The transfer set was changed, and the old transfer set was sent to anatomical pathology for analysis. PD fluid was sent for cell count and culture. Results showed an elevated white cell count: 432 cells/µL with 54% neutrophils and 11% eosinophils with a hazy appearance. Empiric peritonitis treatment was started with intraperitoneal vancomycin and ceftazidime and was narrowed to ceftazidime monotherapy when peritoneal fluid cultures remained negative.

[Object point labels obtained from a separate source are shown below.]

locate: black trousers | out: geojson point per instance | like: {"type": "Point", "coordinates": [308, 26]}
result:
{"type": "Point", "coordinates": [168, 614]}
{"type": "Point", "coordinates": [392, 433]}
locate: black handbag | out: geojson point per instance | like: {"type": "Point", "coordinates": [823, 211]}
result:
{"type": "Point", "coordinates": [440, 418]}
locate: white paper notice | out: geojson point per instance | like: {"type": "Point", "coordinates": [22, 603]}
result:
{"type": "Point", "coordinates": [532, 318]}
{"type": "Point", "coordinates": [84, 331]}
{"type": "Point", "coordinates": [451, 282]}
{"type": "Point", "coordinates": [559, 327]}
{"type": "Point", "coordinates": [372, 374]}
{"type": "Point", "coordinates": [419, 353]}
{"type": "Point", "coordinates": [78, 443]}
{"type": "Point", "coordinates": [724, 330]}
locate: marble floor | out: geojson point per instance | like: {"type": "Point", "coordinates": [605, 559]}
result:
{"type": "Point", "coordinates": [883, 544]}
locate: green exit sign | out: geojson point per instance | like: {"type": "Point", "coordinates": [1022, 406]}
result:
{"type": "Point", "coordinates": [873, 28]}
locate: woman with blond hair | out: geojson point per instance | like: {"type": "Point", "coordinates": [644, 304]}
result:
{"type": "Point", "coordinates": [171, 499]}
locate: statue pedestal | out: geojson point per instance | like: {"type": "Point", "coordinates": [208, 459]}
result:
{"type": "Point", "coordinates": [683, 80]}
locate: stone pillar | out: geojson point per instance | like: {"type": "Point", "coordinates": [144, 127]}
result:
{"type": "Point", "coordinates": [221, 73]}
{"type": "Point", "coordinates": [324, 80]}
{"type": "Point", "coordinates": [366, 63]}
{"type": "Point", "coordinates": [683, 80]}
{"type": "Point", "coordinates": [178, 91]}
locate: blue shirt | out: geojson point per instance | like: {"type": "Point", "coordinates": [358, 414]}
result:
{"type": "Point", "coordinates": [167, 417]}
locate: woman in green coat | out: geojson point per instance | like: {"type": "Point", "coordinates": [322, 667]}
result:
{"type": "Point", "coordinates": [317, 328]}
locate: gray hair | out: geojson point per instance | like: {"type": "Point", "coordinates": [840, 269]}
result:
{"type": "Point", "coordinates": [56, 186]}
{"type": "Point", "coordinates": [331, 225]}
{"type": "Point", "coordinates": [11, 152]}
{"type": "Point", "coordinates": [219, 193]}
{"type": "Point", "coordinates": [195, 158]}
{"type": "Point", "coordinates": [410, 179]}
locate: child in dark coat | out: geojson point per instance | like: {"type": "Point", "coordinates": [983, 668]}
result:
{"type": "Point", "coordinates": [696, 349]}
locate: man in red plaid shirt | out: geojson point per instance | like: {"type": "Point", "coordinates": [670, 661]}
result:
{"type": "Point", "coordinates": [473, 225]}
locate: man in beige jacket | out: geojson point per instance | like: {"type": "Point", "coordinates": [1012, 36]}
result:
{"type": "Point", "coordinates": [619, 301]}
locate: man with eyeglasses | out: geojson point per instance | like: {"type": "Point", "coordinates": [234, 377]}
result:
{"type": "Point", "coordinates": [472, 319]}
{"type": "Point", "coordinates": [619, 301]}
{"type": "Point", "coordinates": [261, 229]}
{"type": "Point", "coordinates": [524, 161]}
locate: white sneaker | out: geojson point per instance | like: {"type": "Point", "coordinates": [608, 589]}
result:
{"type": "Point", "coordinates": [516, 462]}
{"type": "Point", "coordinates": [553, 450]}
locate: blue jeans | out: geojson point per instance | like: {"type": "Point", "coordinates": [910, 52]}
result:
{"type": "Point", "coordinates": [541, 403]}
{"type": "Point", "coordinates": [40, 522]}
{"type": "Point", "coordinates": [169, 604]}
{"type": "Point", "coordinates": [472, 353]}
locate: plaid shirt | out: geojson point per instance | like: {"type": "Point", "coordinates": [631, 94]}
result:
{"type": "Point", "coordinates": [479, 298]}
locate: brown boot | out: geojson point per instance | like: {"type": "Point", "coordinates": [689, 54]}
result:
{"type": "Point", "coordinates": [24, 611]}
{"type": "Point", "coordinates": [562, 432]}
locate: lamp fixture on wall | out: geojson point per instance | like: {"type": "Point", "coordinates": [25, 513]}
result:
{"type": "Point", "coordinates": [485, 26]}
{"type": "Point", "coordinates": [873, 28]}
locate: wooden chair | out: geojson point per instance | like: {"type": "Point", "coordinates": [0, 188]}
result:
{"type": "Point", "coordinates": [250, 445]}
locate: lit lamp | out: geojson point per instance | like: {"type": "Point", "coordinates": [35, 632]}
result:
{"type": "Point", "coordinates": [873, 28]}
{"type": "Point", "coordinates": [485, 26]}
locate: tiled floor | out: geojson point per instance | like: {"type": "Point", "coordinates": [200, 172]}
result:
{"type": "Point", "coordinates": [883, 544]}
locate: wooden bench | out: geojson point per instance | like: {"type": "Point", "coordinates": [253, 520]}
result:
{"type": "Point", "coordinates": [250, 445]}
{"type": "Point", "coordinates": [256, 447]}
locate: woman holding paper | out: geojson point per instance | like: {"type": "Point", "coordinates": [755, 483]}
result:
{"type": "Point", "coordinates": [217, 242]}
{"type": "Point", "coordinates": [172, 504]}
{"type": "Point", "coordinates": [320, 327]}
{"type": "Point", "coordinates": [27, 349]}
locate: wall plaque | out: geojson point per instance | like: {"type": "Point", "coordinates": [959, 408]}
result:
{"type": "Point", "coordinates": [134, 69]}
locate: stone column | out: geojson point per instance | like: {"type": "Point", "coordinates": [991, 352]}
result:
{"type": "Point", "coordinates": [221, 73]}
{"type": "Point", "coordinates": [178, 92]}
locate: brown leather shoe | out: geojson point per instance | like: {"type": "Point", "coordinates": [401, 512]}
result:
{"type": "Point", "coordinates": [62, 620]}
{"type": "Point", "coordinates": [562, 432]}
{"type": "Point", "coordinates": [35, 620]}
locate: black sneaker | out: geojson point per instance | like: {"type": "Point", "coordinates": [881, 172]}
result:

The pathologist's evaluation of the catheter revealed septate, acute-angle branching hyphal elements consistent with mold.

Given concern for fungal infection, he was admitted to the hospital and remained without fever, abdominal pain, or systemic leukocytosis. Peritoneal fluid studies on admission showed a nucleated cell count of 358 with 68% neutrophils, 15% lymphocytes, 12% monocytes/macrophages, and 5% eosinophils. He was treated with oral voriconazole (450 mg twice a day X 2 loading dose followed by 300 mg BID maintenance dose for a target dose of 4 mg/kg adjusted body weight) and underwent PD catheter removal with transition to hemodialysis. Given his clinical stability, voriconazole was chosen over amphotericin B for its lower side effect profile. His peritoneal fluid culture eventually grew Staphylococcus epidermidis (thought to be a contaminant), while cultures from his removed PD catheter grew Aspergillus species, non-fumigatus.

His voriconazole levels were followed in the infectious disease clinic at 1-week intervals, and he completed 2 months of treatment. Per preference, he remains on hemodialysis.